If your gas station says "closed" due to a problem that only affects their own networks, people usually go "aah they're probably doing repairs or something", and forget about the problem 5 minutes later. If there's a Cloudflare outage... everybody (rightly) blames the Cloudflare outage.

Where this becomes a problem is when correlated failures are actually worse than uncorrelated ones. If Visa goes down, it's better if Mastercard stays up, because many customers have both and can use the other when one doesn't work. In some ways, it's better to have 30 mins of Visa outages today and 30 mins of Mastercard outages tomorrow, than to have just 15 mins of correlated outages in one day.

▲

freeplay an hour ago | parent | next [-]

The problem is creating a single point of failure.

There's no doubt a VM in AWS is exponentially more redundant than my VM running on a couple of Intel NUCs in my closet.

The difference is, when I have a major outage, my blog goes down.

When EC2 has a major outage, all of the blogs go down. Along with Wikipedia, Starbucks, and half the internet.

That single point of failure is the issue.

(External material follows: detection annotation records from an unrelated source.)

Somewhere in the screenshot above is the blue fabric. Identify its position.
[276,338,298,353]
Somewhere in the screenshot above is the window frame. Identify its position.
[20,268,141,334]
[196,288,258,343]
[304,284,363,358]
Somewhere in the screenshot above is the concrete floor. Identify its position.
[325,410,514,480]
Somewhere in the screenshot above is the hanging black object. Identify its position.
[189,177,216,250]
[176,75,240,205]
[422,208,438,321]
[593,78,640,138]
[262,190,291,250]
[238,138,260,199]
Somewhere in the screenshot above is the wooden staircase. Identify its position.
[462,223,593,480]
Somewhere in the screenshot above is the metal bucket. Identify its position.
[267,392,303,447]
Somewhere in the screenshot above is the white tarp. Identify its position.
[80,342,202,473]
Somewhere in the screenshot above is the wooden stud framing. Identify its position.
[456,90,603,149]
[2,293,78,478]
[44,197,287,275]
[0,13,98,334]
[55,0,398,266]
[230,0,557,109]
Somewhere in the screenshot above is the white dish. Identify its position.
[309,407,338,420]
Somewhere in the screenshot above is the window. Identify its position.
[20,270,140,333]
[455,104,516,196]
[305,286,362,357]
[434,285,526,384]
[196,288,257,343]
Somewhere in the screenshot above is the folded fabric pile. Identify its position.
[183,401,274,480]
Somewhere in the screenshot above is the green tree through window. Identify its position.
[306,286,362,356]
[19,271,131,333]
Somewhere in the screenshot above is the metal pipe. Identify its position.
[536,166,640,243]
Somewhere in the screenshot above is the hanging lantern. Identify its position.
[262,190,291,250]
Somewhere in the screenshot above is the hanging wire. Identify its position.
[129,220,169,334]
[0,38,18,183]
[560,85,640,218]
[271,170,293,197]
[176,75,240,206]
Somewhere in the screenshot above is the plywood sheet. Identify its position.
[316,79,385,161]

	▲	YetAnotherNick 41 minutes ago \| parent [-]
		Single point of failure means exactly opposite of what you think it means. If my work depends on 5 services to be up, each service would be a single point of failure, and correlation of failure is good for probability that I can do my work.

▲

lloeki 3 hours ago | parent | prev | next [-]

"redundancy" might not be there correct word. If we had a single worldwide mega-entity serving 100% of the internet it would be both a monopoly and would have tons of redundant infrastructure.

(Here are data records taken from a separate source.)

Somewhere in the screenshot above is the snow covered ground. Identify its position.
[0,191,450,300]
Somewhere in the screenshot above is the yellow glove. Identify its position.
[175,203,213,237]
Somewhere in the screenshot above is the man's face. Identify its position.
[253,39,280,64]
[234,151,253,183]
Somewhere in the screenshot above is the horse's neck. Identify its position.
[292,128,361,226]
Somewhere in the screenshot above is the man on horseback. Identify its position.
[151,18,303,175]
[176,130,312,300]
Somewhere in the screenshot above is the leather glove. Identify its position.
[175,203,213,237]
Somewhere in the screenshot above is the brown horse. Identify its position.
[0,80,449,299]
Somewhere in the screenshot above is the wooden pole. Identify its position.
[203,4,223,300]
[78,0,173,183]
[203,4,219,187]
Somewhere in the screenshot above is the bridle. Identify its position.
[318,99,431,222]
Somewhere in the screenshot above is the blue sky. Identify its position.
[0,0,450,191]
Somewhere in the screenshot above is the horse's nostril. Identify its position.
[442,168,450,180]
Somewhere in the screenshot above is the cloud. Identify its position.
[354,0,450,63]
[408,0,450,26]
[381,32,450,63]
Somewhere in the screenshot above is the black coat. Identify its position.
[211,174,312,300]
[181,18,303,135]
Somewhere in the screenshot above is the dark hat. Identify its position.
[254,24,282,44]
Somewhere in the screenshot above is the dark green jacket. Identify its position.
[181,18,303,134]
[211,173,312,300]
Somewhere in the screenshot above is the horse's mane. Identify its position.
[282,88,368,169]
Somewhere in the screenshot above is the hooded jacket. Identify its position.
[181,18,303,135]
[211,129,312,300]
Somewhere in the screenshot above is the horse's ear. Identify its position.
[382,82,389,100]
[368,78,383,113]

But it would also be quite unified; the system, while full of redundancies, as a whole is a unique one operated the same way end to end; by virtue of it being a single system handled in a uniform way, a single glitch could bring it all down. There is no diversity in the system's implementation, the monoculture itself makes it vulnerable.

▲

dgan 8 hours ago | parent | prev | next [-]

> Centralized services don't decrease redundancy

Alright, but it creates a failure correlation where previously there was none

	▲	silvestrov 3 hours ago \| parent [-]
		Have you ever heard of the "sendmail worm", aka Morris Worm ? https://en.wikipedia.org/wiki/Morris_worm You can definitely have failure correlation without having centralized services.

▲

masfuerte 5 hours ago | parent | prev [-]

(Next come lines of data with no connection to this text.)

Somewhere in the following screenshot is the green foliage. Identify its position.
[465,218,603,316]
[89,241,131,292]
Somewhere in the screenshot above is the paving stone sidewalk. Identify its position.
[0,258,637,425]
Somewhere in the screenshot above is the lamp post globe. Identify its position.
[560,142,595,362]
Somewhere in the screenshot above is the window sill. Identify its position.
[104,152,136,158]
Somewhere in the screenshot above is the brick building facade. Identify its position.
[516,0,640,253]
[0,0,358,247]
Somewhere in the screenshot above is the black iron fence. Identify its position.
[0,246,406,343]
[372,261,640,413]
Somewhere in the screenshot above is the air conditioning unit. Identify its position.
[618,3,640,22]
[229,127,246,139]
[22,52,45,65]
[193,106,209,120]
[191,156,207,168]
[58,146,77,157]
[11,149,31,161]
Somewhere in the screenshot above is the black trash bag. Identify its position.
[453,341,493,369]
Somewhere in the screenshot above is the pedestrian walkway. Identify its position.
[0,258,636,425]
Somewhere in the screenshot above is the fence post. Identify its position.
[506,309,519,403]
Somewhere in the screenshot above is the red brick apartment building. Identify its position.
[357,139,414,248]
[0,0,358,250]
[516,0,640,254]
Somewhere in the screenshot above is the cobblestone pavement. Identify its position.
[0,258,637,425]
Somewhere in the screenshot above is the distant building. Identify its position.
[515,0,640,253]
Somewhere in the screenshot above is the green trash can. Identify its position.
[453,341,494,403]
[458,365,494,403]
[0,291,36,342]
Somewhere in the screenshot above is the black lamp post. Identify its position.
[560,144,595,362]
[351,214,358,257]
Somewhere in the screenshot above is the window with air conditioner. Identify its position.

In my experience services aren't failing due to a lack of redundancy but due to an excess of complexity. With the move to the cloud we are continually increasing both redundancy and complexity and this is making the problem worse.

I have a cheap VPS that has run reliably for a decade except for a planned hour of downtime. Which was in the middle of the night when no-one cared. Amazon is more reliable in theory. My cheap VPS is more reliable in practice.